The exported object is a function for an abstract constructor; the
"prototype" property of it is the base class for what follows. The other
properties exported are File and Memory, which are constructors.

The constructed object has properties (mainly on the prototype object):

._get(address,length)
  Read from the file into a buffer. Can be used with .enumerate() in order
  to read the data of the enumerated lumps.

.caseFold
  A boolean value, normally true. If true, causes the .get() method to
  perform a case-insensitive comparison.

.enumerate()
  Returns a generator, which yields objects with three properties each,
  one yield per lump. The properties are called "name", which is the name
  of the lump, "address", which is the start address of the lump in the
  file, and "length", which is the size of the lump. The order of yielding
  is the order of the lumps in the file.

.get(name,[start],[length])
  Retrieve the data of a lump as a Buffer instance, or null if the lump
  does not exist. The start and length is within the lump; the start is
  therefore normally zero.

.nameEncoding
  Can be "ascii", "binary", or "utf8"; controls the character encoding for
  lump names. The default is "ascii".

.put(name,data)
  Add a new lump. The name is a string and data is the buffer.
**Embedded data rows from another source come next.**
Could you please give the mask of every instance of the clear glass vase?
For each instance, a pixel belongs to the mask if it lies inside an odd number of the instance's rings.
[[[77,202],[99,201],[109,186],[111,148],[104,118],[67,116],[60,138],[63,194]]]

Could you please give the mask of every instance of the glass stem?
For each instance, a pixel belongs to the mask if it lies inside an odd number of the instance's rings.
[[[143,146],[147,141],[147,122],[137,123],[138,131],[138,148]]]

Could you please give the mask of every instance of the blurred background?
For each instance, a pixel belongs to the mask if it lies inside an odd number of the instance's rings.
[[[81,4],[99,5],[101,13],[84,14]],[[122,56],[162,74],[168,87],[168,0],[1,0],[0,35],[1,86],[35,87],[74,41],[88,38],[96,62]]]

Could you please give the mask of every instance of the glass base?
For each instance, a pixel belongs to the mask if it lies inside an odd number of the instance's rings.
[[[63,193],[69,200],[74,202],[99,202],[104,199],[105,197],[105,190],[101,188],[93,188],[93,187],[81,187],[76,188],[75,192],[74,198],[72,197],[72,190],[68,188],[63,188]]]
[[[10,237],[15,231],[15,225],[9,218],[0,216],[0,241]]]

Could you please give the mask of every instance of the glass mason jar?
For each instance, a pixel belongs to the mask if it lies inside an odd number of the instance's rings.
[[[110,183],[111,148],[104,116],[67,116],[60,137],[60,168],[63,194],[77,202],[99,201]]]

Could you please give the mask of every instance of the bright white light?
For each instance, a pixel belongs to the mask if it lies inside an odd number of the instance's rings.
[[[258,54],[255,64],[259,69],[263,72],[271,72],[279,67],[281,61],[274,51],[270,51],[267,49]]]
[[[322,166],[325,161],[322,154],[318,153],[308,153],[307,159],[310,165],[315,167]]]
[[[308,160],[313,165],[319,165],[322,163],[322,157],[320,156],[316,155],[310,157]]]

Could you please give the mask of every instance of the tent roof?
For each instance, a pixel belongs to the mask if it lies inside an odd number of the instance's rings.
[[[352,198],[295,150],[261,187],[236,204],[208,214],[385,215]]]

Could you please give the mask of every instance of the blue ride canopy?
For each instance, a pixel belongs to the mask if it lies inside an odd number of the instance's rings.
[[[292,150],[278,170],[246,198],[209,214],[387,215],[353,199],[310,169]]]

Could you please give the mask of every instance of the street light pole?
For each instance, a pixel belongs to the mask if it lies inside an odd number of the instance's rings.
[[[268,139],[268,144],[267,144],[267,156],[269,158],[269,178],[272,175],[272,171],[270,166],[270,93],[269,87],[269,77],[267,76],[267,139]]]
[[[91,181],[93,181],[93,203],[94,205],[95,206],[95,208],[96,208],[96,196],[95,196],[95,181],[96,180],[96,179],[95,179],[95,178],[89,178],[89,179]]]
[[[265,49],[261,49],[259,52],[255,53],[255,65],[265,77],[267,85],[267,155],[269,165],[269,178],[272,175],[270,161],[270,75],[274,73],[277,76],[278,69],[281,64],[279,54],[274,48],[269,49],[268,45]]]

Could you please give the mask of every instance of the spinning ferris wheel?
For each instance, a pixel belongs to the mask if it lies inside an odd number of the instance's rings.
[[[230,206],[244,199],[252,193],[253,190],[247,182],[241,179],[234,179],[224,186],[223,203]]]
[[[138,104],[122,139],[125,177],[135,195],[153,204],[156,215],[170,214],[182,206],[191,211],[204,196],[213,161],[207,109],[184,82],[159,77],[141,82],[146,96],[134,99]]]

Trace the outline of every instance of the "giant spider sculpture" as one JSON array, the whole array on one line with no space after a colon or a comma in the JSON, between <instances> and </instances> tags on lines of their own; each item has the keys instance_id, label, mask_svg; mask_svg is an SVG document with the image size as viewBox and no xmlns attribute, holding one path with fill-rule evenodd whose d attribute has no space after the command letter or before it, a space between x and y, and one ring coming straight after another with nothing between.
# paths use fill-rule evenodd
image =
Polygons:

You cannot delete or alter any existing lumps nor should you use both
reading and writing for the same file at the same time. If you want to
write, you should start with an empty file, or use append mode (the Memory
constructor is automatically using append mode).

The File constructor takes a file descriptor as its argument, and reads
and writes the file.

The Memory constructor takes a Buffer instance as its argument (optional;
if not provided, creates an empty buffer), and reads the buffer. If you
write new lumps, then the property called _buf can access the data.

If you are subclassing it, you must define _get(address,length) and
_put(buf) methods on the prototype for the subclass.

The format of a Hamster archive is zero or more "lumps" concatenated
together. Each lump consists of a null-terminated name, followed by the
32-bit data size in PDP byte order, followed by the data.